Do you help treat terminal or chronic illness?
Authors of a review published in October 2017 in the Journal of Evidence-Based Complementary and Alternative Medicine speculate that Reiki may trigger the vagus nerve to activate the parasympathetic nervous system, which controls mood, digestion, heart rate, and even the perception of pain.
The authors of that review analyzed two studies that looked at Reiki as an adjunct treatment to help with acute or chronic conditions and concluded that there was “strong evidence for Reiki being more effective than placebo, suggesting that Reiki attunement leads to a quantifiable increase in healing ability.”
In Martay’s experience, there are times when Reiki can be effective, not necessarily in the ways the patient was seeking, but rather where the patient’s body felt that it was needed. “We had a woman come in with severe arthritis in her knees. The patient was in physical rehabilitation and came to Reiki sessions, but her knees didn’t improve. However, she had suffered from constipation for many years and that disappeared. The patient attributed that improvement, at least in part, to Reiki,” says Martay. In Reiki, the body may take the energy to another part of itself other than where you intended it to go, he adds.

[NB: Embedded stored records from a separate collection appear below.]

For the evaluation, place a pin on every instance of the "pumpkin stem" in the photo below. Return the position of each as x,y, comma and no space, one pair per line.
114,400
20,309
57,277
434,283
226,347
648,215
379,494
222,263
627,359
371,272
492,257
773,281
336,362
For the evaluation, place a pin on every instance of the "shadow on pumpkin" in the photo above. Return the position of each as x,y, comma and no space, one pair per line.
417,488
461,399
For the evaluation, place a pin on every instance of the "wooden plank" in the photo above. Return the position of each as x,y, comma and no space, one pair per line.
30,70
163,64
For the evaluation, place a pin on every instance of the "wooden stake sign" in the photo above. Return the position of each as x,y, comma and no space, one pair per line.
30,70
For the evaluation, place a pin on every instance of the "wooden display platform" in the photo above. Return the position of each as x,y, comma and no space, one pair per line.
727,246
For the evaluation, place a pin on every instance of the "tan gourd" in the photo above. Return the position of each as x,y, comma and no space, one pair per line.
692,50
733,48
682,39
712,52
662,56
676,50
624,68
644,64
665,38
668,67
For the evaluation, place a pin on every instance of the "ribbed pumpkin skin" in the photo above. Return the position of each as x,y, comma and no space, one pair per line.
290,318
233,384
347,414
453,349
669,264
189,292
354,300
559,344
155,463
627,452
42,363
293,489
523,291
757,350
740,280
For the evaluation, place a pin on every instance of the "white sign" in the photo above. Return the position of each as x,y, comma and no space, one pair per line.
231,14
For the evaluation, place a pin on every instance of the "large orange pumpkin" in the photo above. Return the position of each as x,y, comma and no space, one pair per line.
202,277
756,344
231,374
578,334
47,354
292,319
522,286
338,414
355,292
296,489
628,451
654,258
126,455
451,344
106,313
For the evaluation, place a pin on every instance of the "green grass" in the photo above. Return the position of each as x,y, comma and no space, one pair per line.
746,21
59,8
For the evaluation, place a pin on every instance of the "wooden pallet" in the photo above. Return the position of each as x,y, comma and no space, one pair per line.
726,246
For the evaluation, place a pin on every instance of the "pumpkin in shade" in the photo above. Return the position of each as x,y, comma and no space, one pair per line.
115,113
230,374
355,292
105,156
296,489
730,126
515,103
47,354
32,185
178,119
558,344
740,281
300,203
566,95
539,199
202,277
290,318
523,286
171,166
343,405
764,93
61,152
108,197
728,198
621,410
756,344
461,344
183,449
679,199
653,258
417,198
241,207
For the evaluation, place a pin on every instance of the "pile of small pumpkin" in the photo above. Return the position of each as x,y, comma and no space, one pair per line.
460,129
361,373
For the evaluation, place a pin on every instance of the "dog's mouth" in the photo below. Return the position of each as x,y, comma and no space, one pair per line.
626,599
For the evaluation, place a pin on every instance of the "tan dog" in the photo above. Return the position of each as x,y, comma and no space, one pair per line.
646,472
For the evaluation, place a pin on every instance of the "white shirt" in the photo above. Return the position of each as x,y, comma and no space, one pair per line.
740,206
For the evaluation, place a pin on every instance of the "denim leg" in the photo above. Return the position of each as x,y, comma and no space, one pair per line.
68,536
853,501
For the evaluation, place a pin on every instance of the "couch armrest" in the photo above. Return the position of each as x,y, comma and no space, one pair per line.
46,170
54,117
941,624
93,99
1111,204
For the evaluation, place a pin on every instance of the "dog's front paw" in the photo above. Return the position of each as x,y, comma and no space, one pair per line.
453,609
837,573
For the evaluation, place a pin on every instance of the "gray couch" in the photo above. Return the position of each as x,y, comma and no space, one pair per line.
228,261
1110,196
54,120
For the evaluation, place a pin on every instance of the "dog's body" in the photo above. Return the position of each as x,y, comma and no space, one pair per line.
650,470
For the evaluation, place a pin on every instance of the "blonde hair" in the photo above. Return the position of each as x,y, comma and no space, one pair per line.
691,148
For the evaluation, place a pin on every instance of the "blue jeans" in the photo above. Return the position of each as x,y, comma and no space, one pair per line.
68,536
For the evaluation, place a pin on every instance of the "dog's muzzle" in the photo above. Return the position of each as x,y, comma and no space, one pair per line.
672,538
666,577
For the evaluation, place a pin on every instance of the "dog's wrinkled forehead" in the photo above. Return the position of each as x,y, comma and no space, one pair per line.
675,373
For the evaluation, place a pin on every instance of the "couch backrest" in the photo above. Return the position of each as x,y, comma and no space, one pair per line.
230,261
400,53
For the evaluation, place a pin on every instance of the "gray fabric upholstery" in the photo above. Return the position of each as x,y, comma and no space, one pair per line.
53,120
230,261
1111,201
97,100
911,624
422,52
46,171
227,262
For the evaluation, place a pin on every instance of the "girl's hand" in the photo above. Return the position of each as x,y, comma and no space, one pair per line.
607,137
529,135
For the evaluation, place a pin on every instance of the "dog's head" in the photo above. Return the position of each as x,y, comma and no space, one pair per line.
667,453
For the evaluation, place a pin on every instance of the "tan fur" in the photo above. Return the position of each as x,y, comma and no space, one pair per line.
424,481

How should I prepare for my first treatment?
1. Relax and reflect.
Give yourself at least 30 minutes prior to the session to sit and reflect. Check in with how your body is feeling and take note of any emotions, thoughts, or physical sensations you are experiencing.
Take some time to breathe and tend to whatever your body's needs might be on that given day. You may also want to reflect on any intentions you want to set for your session, and anything you want to share with your practitioner before you begin.
2. Eat and hydrate.
You’ll want to be sure you've eaten and hydrated a few hours before the session—mostly so you will be comfortable and not distracted by hunger or thirst.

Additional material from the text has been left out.